In the end, I came up with several conclusions:
1. A differential is merely a planetary gearbox, designed differently.
2. A differential is less efficient due to the bevel gears needed.
With a differential, the housing is the input, with the two sides being the outputs. A differential allows either the two sides to have the same speed and torque. It also allows torque and speed to shift to one output for the sake of turning. One of the outputs could have twice the input speed, while the other has none.
Unfortunately, with such a design, as Paul Copioli said, the power of the second ("control") motor is basically lost.
In using a differential as a gearbox, you basically put yourself back at the Thunderchicken's problems, because it behaves like a planetary transmission. You cannot have two motors with dissimilar torque and speed characteristics hooked up without experiencing motor fighting. The motor with higher torque will stall the other motor and will win every time. The result is that your robot won't go anywhere. The only way to make such a design work is using worm gears. I then determined that the Thunderchicken's way of using the worm gears would be more efficient.

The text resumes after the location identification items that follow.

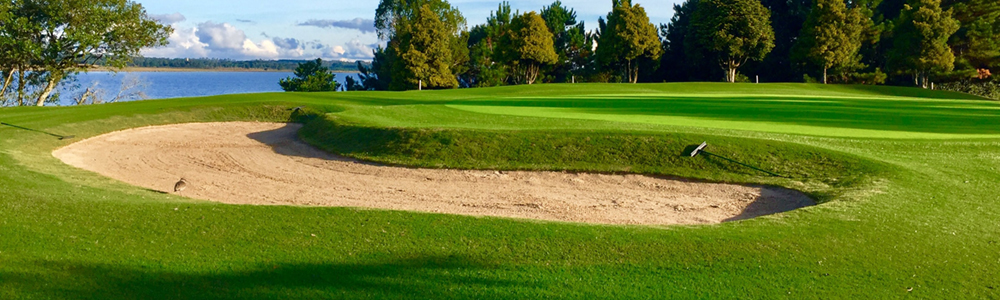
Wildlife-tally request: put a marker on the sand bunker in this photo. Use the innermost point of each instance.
(264, 163)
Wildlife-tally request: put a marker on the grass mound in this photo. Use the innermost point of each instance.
(909, 179)
(820, 171)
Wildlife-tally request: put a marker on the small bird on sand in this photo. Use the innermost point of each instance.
(180, 185)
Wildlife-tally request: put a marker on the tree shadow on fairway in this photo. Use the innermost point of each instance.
(773, 200)
(424, 277)
(284, 141)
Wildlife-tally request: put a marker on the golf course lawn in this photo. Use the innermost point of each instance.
(907, 183)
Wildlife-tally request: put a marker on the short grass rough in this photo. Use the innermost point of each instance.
(907, 181)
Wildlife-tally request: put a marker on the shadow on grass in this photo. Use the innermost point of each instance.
(939, 116)
(773, 200)
(423, 277)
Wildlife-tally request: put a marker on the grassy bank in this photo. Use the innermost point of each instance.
(909, 185)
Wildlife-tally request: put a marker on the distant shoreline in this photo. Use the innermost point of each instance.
(147, 69)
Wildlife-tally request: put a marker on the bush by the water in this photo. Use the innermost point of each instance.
(989, 88)
(311, 76)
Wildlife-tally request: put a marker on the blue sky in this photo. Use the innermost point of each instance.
(307, 29)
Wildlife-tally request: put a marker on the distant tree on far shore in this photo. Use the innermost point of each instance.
(311, 76)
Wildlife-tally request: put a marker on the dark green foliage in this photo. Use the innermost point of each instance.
(311, 76)
(976, 44)
(530, 47)
(923, 206)
(920, 38)
(573, 44)
(60, 38)
(787, 19)
(424, 60)
(989, 88)
(678, 64)
(425, 42)
(733, 31)
(628, 39)
(831, 37)
(488, 60)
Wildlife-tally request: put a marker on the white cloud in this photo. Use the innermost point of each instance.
(184, 42)
(221, 37)
(223, 40)
(173, 18)
(351, 51)
(363, 25)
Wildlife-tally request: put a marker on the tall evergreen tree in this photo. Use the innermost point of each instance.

If you have two motors with similar torque and speed characteristics (or geared to match), you can, essentially, create a continuously variable gearbox similar to the Thunderchicken's CCT. Using one motor to spin the housing, and the other as a control on one of the side outputs, you can simulate a load on that output. Thus, it will behave normally as a differential, achieving a variable gear ratio anywhere from 1:1 to 1:2. The maximum torque is that of a single motor, while the maximum achievable speed is twice that of a single motor, without all the quirks.